The final straw was Ford’s prohibition of alcohol. Ford, who was a tea-totaler,
imposed a prohibition so strict that anyone caught violating it was immediately fired.
With a town filled with unhappy workers, it is small wonder that Ford’s rubber
plantation was not doing well. And this is where Ford made his second big mistake. The hilly terrain was stripped of native
trees to make room for the planting of rubber tree saplings. Ford did not understand that the destruction of the native rain
forest opened the land for the seasonal rains to strip the land of its valuable top soil. The rocky soil left behind lacked
the nutrients needed to support the rubber trees.
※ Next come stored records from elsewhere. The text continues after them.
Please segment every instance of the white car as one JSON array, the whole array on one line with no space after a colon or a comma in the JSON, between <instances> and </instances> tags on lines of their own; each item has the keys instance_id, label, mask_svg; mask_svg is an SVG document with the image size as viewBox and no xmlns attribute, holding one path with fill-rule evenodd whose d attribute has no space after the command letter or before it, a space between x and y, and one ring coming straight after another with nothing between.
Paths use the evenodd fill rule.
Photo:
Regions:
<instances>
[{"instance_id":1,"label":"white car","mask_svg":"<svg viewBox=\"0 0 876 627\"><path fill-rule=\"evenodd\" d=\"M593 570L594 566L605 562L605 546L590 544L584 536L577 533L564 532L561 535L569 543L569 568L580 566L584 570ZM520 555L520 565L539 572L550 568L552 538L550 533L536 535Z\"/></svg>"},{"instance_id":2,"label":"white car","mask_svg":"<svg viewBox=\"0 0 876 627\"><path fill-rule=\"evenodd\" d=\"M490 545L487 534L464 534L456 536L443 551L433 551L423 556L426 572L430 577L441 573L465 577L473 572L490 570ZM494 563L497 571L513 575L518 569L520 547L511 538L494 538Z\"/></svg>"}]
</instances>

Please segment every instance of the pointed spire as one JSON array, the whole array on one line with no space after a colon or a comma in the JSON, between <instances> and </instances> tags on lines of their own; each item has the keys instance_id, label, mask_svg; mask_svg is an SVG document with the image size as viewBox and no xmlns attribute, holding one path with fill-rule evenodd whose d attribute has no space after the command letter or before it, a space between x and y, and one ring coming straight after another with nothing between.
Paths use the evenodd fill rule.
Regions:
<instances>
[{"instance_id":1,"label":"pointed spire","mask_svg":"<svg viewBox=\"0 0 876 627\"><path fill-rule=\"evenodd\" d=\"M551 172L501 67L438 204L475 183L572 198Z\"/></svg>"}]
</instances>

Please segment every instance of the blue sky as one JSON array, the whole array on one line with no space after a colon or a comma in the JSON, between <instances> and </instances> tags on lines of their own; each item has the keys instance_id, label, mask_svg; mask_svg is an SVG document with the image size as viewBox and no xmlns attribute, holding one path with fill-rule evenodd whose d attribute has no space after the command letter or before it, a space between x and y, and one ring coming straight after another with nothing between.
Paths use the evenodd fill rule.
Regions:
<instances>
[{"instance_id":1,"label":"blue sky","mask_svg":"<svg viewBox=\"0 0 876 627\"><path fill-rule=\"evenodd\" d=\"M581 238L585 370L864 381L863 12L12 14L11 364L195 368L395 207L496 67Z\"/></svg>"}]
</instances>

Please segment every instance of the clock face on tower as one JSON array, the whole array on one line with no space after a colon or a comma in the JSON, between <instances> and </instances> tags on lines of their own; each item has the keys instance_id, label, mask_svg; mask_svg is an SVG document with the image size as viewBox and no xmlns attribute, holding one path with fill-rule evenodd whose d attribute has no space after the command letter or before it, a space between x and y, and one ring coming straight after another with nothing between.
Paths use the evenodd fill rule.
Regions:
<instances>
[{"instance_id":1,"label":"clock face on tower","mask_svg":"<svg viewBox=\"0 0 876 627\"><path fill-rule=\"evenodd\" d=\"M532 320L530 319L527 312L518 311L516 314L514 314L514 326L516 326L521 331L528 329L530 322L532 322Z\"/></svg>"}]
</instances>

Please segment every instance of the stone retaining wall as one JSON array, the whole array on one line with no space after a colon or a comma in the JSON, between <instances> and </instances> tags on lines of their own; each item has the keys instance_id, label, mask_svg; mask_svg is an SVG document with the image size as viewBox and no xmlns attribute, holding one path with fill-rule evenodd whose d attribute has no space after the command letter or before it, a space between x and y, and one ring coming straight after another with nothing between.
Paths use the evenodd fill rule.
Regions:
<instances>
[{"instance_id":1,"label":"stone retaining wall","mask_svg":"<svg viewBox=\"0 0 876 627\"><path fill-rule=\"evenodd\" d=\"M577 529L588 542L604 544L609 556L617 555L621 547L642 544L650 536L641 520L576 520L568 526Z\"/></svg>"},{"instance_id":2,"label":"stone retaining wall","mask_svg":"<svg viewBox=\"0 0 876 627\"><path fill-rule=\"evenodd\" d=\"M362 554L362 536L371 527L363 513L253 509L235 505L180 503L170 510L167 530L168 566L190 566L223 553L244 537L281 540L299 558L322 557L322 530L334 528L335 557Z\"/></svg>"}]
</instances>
Thus they failed to grow.
The trees that did take root and started growing were then stricken with a leaf blight
that all but killed them.
Worker discontent grew to a point where they eventually revolted, left their jobs and
fled the compound. When Ford managers confronted the locals, riots broke out. By the time the Brazilian military arrived,
windows were broken, vehicles were overturned and Fordlandia was a stricken city.
By 1933 Forlandia was abandoned and the plantation project was declared a failure.